An East Aurora family has been on guard since a black bear discovered beehives with honey in their Porterville Road backyard July 4.

“We had a bonfire last night, and I was a little nervous,” said Amanda Rice Saturday.

Her Porterville Road neighborhood is near Route 400, a stretch of highway where a bear was spotted running a few months ago.

Their yard, it turns out, has the right ingredients to attract bears: honey and berries.

For years, a friend and beekeeper has kept hives stacked in boxes on a platform in their yard.

Then on July 4th afternoon, as Rice’s family lounged in their screened back porch, a bear finally tuned in.

“I screamed, ‘There’s a black bear,’” said Jennifer McCormick, Rice’s daughter, giving her account of the holiday visit.

She had her camera in hand, intending to photograph her mother’s clematis flowers. Instead, she captured a few shots of the bear that seemed to be 200 pounds. It shot out from near a patch of raspberry bushes by the side of the house.

The bear approached the hives, where the family’s beekeeping friend had just harvested honey. Some of the sweetness was still clinging to a hive’s drawers.

Within a few minutes the bear’s appearance, it was gone, down side streets and into some nearby woods.

“I don’t even think I scared him,” McCormick said.

“He was running around all the back corner by the berries, by the honey,” she said. “It was looking like he was playing, but had nobody to play with.”

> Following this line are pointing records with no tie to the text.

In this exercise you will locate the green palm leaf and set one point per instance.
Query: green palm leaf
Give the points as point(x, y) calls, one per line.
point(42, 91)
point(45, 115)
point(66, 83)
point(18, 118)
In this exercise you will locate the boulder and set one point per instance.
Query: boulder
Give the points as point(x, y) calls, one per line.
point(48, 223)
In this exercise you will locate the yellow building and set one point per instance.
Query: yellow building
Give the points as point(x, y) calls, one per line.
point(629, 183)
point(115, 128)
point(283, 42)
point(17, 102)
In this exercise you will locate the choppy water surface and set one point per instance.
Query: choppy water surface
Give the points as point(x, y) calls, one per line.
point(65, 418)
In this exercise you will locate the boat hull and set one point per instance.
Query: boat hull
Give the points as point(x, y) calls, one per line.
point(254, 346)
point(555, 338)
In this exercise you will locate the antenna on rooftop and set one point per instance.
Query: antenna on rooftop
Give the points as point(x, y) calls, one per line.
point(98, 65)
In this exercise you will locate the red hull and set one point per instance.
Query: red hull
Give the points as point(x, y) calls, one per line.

The village police get two or three bear calls a year, according to East Aurora Patrolman Robert Braeuner. A couple months ago, a bear was seen running across Route 400.

More bears seem to be roaming the Southern Tier, taking cover in patches of forest that once was open farmland.

“They generally don’t want anything to do with people,” Braeuner said.

Officers don’t come out for bears unless they become a nuisance. The right approach, he said, is to do as the Rice family did and stay inside until the bear leaves.

“That’s the best thing to do,” he said.